What would you recommend in terms of reading material for listeners who are maybe on a similar career path to yours?

Charles Humble:

That sounds great actually. I was thinking, there are lots of books Sam Newman, his Building Microservices, which is in its second edition now, which is a really fantastic book on the sort of foundational things that you need to know if you're thinking about microservices architecture. Including information hiding, ubiquitous language, all of that. It's a tremendous book, really recommend it, but you are right. I don't think there really is anything on, now you've got a microservices architecture and you're running it for long term. What does that look like? And I'm really looking forward to reading your book when it comes out, hopefully early next year. In the meantime, what would you recommend in terms of reading material for listeners who are maybe on a similar career path to yours?

Sarah Wells:

Ah, so there are three books that I recommend a lot to people. I'm afraid it's going to sound, just like they're common books everyone recommends. So first of all, the Accelerate book is really good just on what does it mean to be high performing as a software development organisation? What does it look like?

Sarah Wells:

Team Topologies. When I read it, I just had this real sense of, yeah, this makes sense. This is something we've found our way towards, the idea that there are different types of teams, the idea that how you interact is important, and that you want to interact in a way that doesn't constrain everyone to stop and work together for a long period. You want to be able to cooperate without having to do stuff in lockstep. So those are both really good books.

Sarah Wells:

If you are someone who is getting involved in managing people, The Manager's Path by Camille Fournier is really good just to help you. It's really great because it starts off with now you're managing someone. Okay, now you're managing someone who's senior, and you're managing a manager. So it has this step through of what it takes to be a manager.
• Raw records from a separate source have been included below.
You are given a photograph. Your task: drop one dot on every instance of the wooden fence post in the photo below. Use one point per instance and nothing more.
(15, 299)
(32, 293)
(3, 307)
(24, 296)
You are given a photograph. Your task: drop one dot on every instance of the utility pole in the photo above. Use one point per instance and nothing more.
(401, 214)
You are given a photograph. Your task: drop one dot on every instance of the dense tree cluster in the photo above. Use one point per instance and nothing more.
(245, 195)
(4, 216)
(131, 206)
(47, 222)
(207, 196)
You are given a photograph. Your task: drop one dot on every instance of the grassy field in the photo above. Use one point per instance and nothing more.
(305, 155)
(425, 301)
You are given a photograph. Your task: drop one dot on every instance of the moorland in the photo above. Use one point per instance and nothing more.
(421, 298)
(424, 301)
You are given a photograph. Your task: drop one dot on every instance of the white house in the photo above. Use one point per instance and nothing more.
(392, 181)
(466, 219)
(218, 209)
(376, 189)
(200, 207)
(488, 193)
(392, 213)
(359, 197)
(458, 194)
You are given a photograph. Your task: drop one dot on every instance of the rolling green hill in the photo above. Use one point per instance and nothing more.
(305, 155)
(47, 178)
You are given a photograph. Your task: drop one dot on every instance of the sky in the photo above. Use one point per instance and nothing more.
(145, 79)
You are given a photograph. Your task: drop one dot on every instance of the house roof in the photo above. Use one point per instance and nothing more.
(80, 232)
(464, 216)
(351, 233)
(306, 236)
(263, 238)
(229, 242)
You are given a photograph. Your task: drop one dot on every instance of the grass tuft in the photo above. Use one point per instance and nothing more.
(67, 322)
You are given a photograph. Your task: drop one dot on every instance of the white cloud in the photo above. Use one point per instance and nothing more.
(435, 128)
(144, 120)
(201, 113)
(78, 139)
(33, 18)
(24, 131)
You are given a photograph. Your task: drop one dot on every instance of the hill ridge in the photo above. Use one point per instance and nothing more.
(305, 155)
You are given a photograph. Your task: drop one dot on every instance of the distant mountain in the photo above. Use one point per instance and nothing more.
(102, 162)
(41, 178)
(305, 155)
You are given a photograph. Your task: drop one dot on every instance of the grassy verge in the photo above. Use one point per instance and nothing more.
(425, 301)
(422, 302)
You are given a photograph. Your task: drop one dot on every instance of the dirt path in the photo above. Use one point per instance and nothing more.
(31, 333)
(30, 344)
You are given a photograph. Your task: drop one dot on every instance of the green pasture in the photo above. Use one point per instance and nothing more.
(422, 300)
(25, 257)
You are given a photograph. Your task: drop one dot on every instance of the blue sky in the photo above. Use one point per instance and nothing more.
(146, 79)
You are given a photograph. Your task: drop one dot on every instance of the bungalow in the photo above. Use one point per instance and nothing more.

They're books that I have a copy of that I can loan out to people.

Sarah Wells:

Outside of sort of software development, I think there are a couple of books I'd recommend. Checklist Manifesto by Atul Gawande. And he's talking about how in the medical profession, they were trying to work out how you could have a relatively low cost intervention that made it much more likely people would do well in medical situations, particularly surgery. And they looked to aviation and the fact that in aviation for a long time, there's been the idea of checklists. And the checklists don't tell you everything you need to do, but they remind you of the things that you might forget and that are important. And they did this in medicine and it's something that really can apply in software as well.

Sarah Wells:

So if a surgical team introduce themselves to each other by name, there are better outcomes for the people being operated on. And the reason is about power differentials really. So it's literally the nurse is far more likely to say "you are about to cut off the wrong leg" to the surgeon, if they know the surgeon's name. I know that sounds ... This happens. So basically it's about what can you do, that means that you're more likely to have the right checks and balances in place? So is there something on the checklist that says we do a checkpoint that everyone is happy, we all understand the special circumstances of this operation. And so I think you can learn a lot from that for software development too. How do you just provide things that remind people of the things they might forget? Every developer knows how to do the build, test, deploy cycle. What might they forget that is important that we could then put on a checklist? I think that's good. And we had an engineering checklist at the FT.

Charles Humble:

That's a really interesting choice. Thank you, Sarah. I will include links to all of those resources in the show notes for this episode. And it just remains for me to say a huge thank you to Sarah Wells for joining me this month for this episode of the "Hacking the Org" podcast from the WTF is Cloud Native? Team at Container Solutions.

Sarah Wells:

Brilliant. Thank you so much. I've enjoyed it.